We also note that the impact of T-current in regulating the rebound depolarization becomes stronger when more negative current steps are applied (Fig. 8F). In contrast, the effect of the h-current is more uniform, the slope of the RebP vs. current fit does not change dramatically in the − 200 to 0 pA range (Fig. 8I). Therefore, the slope of the linear fit applied to points below − 60 pA is very informative in separating the effects of the h- vs. T-current and we can use this analysis to detect neurons with upregulated T- or h-currents.

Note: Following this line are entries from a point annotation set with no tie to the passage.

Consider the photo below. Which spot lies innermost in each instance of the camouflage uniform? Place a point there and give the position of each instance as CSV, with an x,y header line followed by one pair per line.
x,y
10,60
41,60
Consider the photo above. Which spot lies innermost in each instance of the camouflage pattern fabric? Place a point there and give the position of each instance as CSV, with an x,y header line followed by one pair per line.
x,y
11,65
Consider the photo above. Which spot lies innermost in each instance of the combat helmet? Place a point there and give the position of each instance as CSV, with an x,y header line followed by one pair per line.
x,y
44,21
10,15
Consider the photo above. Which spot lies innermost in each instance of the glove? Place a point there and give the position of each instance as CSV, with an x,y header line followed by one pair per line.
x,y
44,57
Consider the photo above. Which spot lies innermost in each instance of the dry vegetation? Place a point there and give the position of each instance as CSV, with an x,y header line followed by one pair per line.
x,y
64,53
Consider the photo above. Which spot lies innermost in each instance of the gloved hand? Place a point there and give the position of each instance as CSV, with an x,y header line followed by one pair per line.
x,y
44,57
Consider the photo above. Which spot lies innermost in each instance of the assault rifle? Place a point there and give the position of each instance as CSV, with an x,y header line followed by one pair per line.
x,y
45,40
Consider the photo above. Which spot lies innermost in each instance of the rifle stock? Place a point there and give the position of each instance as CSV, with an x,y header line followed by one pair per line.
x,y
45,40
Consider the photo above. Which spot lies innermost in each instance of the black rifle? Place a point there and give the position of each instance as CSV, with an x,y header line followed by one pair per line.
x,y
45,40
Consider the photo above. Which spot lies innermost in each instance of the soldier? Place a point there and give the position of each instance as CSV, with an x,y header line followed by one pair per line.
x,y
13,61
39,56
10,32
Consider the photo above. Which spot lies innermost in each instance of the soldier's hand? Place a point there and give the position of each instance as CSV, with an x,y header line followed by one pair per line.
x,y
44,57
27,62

Next, we investigated the h- and T-current dependent changes in intrinsic excitability in two scenarios: either using the standard current step stimulation (static I-O curve; indicated as “DC” in Fig. 8K,L) or subjecting the model neurons to simulated synaptic bombardment (network bursts; indicated as “Bursts” in Fig. 8K,L) that represent conditions hippocampal neurons experience in culture. In the latter case, we simulated synchronized synaptic inputs which are common in the previously silenced hippocampal cultures and calculated the model neurons’ voltage responses (Fig. 8J). Firing rate of the neurons under synaptic inputs was surveyed by gradually incrementing the synaptic conductance of the AMPA- and GABA-inputs and counting the spikes emitted by the neuron in the subsequent trials (dynamic I–O curves). Such simulations were performed for various conductance levels of the intrinsic h- and T-currents and the excitability profiles shown in Fig. 8K,L were obtained. Normalized cumulative spike numbers were calculated in the following way: first we counted the total number of emitted spikes during the stimulus protocol (either the standard current steps or the synaptic bombardment used); next we divided the spike counts at different levels of the intrinsic h- or T-current by the spike count at the original level. Such normalized spike counts also referred to as relative excitability (Fig. 8K,L) increased linearly as the maximal conductances of the two voltage-gated currents were upregulated. As this analysis reveals, upregulation of these currents has a positive effect on firing responses, but the number of spikes increases more steeply when the neurons experience synaptic inputs than when subjected to current steps (Fig. 8K,L). The model simulations, therefore, suggest that TTX-induced upregulation of the h- and T-currents promotes bursting responses in the neurons of hippocampal cell cultures. This finding is in good agreement with the electrophysiological observations under pharmacological manipulations of the intrinsic h- and T-currents (Fig. 7).
Discussion
By performing a comprehensive electrophysiological study, computational modeling and molecular analysis, we found that hyperpolarization-activated cyclic nucleotide-gated (HCN) and T-type calcium (CaV3) channels play important role in the homeostatic plasticity of primary dissociated neurons as well as hippocampal organotypic slice cultures induced by chronic activity-deprivation.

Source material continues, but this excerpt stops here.